Sur la responsabilité du CHU de Toulouse :

En ce qui concerne la faute médicale :

2. Aux termes de l'article L. 1142-1 du code de la santé publique : " I. - Hors le cas où leur responsabilité est encourue en raison d'un défaut d'un produit de santé, les professionnels de santé mentionnés à la quatrième partie du présent code, ainsi que tout établissement, service ou organisme dans lesquels sont réalisés des actes individuels de prévention, de diagnostic ou de soins ne sont responsables des conséquences dommageables d'actes de prévention, de diagnostic ou de soins qu'en cas de faute ". Par ailleurs, aux termes de l'article L.1110-5 du code de la santé publique : " Les actes de prévention, de diagnostic et de soins ne doivent pas en l'état des connaissances médicales faire courir de risques disproportionnés par rapport aux bénéfices escomptés ".

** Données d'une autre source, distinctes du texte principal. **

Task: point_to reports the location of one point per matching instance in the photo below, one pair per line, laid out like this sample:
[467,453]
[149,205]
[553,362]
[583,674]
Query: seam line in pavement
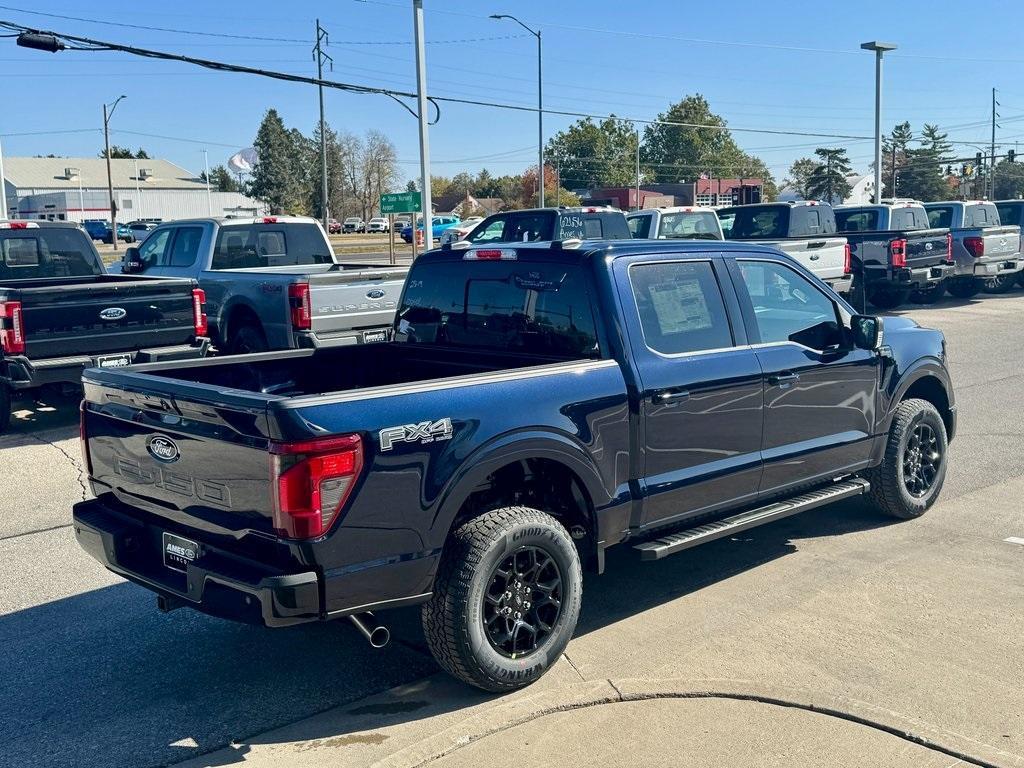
[34,531]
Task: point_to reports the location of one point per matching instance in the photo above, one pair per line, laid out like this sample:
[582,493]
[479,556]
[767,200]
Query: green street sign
[400,203]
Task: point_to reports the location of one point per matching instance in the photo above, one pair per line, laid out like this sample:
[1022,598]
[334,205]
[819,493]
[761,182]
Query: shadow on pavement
[103,679]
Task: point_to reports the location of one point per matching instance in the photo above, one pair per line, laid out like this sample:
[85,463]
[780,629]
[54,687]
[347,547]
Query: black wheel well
[542,483]
[931,389]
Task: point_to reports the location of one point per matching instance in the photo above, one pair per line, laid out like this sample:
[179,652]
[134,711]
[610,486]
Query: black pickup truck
[895,254]
[60,312]
[537,406]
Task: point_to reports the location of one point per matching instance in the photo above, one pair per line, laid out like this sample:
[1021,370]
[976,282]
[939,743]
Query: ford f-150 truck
[803,229]
[60,312]
[987,253]
[895,254]
[272,283]
[537,406]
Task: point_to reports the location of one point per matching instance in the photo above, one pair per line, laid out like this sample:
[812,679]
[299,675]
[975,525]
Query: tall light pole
[879,49]
[540,100]
[108,114]
[421,100]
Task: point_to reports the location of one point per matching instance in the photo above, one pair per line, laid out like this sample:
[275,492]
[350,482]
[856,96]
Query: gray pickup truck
[987,254]
[272,283]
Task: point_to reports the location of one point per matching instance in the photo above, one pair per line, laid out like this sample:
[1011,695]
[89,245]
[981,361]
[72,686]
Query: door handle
[671,395]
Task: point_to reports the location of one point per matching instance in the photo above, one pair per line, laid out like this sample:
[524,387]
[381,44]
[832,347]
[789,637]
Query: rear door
[820,393]
[700,391]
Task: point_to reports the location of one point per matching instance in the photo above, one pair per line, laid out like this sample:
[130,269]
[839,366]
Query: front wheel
[506,599]
[913,468]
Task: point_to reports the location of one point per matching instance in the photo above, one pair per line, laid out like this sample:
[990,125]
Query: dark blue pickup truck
[537,406]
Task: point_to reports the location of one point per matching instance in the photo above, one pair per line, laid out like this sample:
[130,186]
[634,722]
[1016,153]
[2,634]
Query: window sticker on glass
[680,306]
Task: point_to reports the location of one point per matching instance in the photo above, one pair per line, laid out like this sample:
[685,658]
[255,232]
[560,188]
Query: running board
[673,543]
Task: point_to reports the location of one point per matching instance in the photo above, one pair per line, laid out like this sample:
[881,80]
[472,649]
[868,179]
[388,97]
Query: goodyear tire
[913,468]
[506,599]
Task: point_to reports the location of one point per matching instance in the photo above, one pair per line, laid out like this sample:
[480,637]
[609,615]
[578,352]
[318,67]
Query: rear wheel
[964,288]
[913,468]
[248,339]
[1000,284]
[888,298]
[506,599]
[929,295]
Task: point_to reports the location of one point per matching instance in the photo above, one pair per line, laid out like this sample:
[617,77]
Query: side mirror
[132,263]
[866,332]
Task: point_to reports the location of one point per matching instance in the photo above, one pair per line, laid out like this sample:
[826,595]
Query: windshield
[56,252]
[755,221]
[500,305]
[255,246]
[689,225]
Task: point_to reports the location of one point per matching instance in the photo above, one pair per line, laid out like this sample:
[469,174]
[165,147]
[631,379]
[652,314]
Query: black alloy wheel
[922,459]
[522,602]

3. Il résulte du rapport d'expertise que M. A a été victime d'une chute à ski en 2007 à l'origine d'un syndrome céphalalgique et d'un hématome sous-dural chronique traité chirurgicalement à deux reprises en avril puis au mois d'août 2007 ayant engendré un état d'anxiété important lié au risque de récidive. Puis il a été victime, le 22 février 2014, d'un accident de la voie publique à l'origine un traumatisme léger sans perte de connaissance et, le 28 avril 2014, d'un second accident de la voie publique, sans notion de traumatisme crânien ou rachidien mais dont les suites ont été marquées par un état anxiodépressif ayant nécessité la consultation d'un psychiatre au mois de mai 2014 et la mise en place d'un traitement antidépresseur et anxiolytique. Pris en charge dans le service de neurologie du CHU de Toulouse du 17 au 20 octobre 2014 en raison de céphalées déclenchées par des mouvements brusques de la tête et des douleurs retro-auriculaires et paresthésie de l'hémiface gauche, le diagnostic d'une hypotension intracrânienne idiopathique chronique a été posé. L'expert a relevé que compte tenu, d'une part du contexte traumatique répété, et, d'autre part, de ce que l'IRM cérébrale décrivait un aspect de prise de contraste méningée diffuse et de la normalité de l'examen neurologique, ce diagnostic semblait cohérent. Il a également considéré que, compte tenu de la résistance des douleurs au traitement antalgique, le traitement proposé, à savoir la réalisation d'un " Blood Patch " épidural lombaire, était adapté, et ce alors même que les céphalées étaient en voie de régression et peu intenses au moment de la réalisation de cette intervention. L'expert a en outre précisé qu'une prise de pression lombaire du liquide céphalo rachidien aurait pu être proposée afin d'assoir le diagnostic face au caractère atypique des symptômes mais que les recommandations actuelles ne l'incluent plus dans la démarche diagnostique en raison des risques de brèches durale induite par cet examen et susceptible d'aggraver la situation. Dans ces circonstances, il conclut que l'hypothèse clinique initiale a été effectuée conformément aux données médicales et aux recommandations actuelles.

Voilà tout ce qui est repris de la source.